We’re still six weeks from opening day, but the first sports book over/unders were released the other day, and while this is not an endorsement of gambling, it can be fun and informative to look at how the Vegas proprietors see each team stacking up before the season. So, let’s take a look at the early numbers.
There’s no obviously absurd numbers in there, and overall, it matches up pretty well with my expectations. That said, there are definitely a few teams where I’d lean towards the over or the under.
This is the easiest call on the whole list for me. The Red Sox had a lousy 2012 season, but I just don’t see too many reasons to expect them to be a below .500 team. The offense should be well above average, and depending on how healthy Jacoby Ellsbury and David Ortiz stay, Boston might be one of the better hitting teams in baseball. The questions are mostly in the rotation, but it’s not like Ryan Dempster, Clay Buchholz, and John Lackey have never been good pitchers. There’s a lot of risk in the group, but there’s some real talent there too, and the bullpen is deep enough to make them not carry to heavy a workload. Even in a tough division, I’d probably pencil Boston in for somwhere around 85 wins, which gives a strong cushion for an over here.
If you don’t buy into R.A. Dickey or Melky Cabrera, this is probably about right, but I think both Dickey and Cabrera are in for pretty solid seasons, and I’d have the Blue Jays closer to 90 wins. The divisional strength holds them back to some extent, but that can be overstated, as the division is more balanced than incredibly hard. There isn’t a monster 100 win team here that’s going to beat everyone else down, so while there’s not a patsy either, I’m not sure the AL East is dramatically better than other good divisions, and there might be too much of a drag on the top AL East teams here because of the perception of the divisional strength.

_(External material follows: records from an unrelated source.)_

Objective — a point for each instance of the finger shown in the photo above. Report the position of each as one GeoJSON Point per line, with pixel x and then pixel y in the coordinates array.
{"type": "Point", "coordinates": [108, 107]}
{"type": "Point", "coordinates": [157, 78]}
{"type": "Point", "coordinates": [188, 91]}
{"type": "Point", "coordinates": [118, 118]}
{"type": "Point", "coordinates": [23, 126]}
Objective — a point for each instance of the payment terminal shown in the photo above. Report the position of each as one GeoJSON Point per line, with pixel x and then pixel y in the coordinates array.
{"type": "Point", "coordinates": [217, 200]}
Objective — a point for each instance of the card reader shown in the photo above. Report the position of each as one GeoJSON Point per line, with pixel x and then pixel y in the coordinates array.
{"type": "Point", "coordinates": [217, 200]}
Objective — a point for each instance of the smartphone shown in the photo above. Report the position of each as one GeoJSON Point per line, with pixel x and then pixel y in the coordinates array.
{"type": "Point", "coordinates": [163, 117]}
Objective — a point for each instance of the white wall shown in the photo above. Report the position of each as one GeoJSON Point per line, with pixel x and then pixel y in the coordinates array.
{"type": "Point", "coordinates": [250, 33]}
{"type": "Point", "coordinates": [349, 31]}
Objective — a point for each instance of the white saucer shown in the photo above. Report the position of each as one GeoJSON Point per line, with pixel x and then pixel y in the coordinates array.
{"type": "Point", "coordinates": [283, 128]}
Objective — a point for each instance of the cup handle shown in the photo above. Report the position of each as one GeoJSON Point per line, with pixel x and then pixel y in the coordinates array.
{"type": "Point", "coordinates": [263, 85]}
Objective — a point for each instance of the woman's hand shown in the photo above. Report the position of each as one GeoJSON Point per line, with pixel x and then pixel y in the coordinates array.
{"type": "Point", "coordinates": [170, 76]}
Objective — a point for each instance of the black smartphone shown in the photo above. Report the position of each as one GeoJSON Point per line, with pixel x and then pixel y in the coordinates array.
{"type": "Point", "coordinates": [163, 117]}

I’m not counting on the Indians as division winners, but I’d put them as closer to an 81 or 82 win team than a 78 win team, and that’s a pretty decent margin for a comfortable over here. We’ve talked about how the Indians roster gives them significant match-up flexibility, and I think that could translate into an ability to outperform their individual talent levels. If there’s a team out there where the sum might be greater than the whole of its parts, it’s probably the Indians. They might be a 78 win team if you just look at the 25 guys by themselves, but with some platoons and maximizing each player’s strengths, I think they could finish with a winning record.
Chicago Cubs: 72
I’d be more confident in this one if I thought the Cubs would keep their current roster together all year. I like their rotation a lot, but it seems inevitable that Matt Garza is going to get traded once he proves healthy, and it’s possible that the team could end up moving other pieces at the deadline as well as they continue to focus on rebuilding with youth. I’d stil probably peg them for a few wins better than this, but I wouldn’t be too confident in the peg, knowing that the roster we see today probably won’t stay together all that long.
Los Angeles Dodgers: 90
There are only three teams in baseball with a 90 win O/U. The Nationals are the best team in the game and the Tigers play in the weakest division, so the the other two are understandable, but I’m not quite as sold on the Dodgers being at this level. There’s some serious star power at the top of the roster, but I don’t love the cast of role players around them, and I think both the Giants and Diamondbacks are going to provide some real competition for the division title. For a good-not-great team in a division with some other pretty decent clubs, a 90 win over/under just seems a little high. It’s not crazy, but I’d probably go 87 or 88, which makes this a slight under for me.
Chicago White Sox: 80.5
Looking at the White Sox roster, I just don’t see a lot of places where we should expect significant improvement. Alexei Ramirez should hit better, and Jeff Keppinger should be an upgrade over the black hole they had at third base last year, but those aren’t going to be monstrous gains, and I see more downside from guys regressing than upside from guys improving. Alex Rios should be worse. Paul Konerko will probably be worse. A.J. Pierzynski‘s career year will be replaced by guys who won’t match that production. Maybe getting John Danks back will improve the rotation a bit, but that could easily be off-set by worse seasons from Jake Peavy and Chris Sale, who don’t really have anywhere to go but down. I don’t hate the White Sox roster, but I’d have a hard time pegging them as a .500 team right now.
As always, treat these guesses as nothing but entertainment, and be wise with your money. Disclaimer disclaimer disclaimer. The end.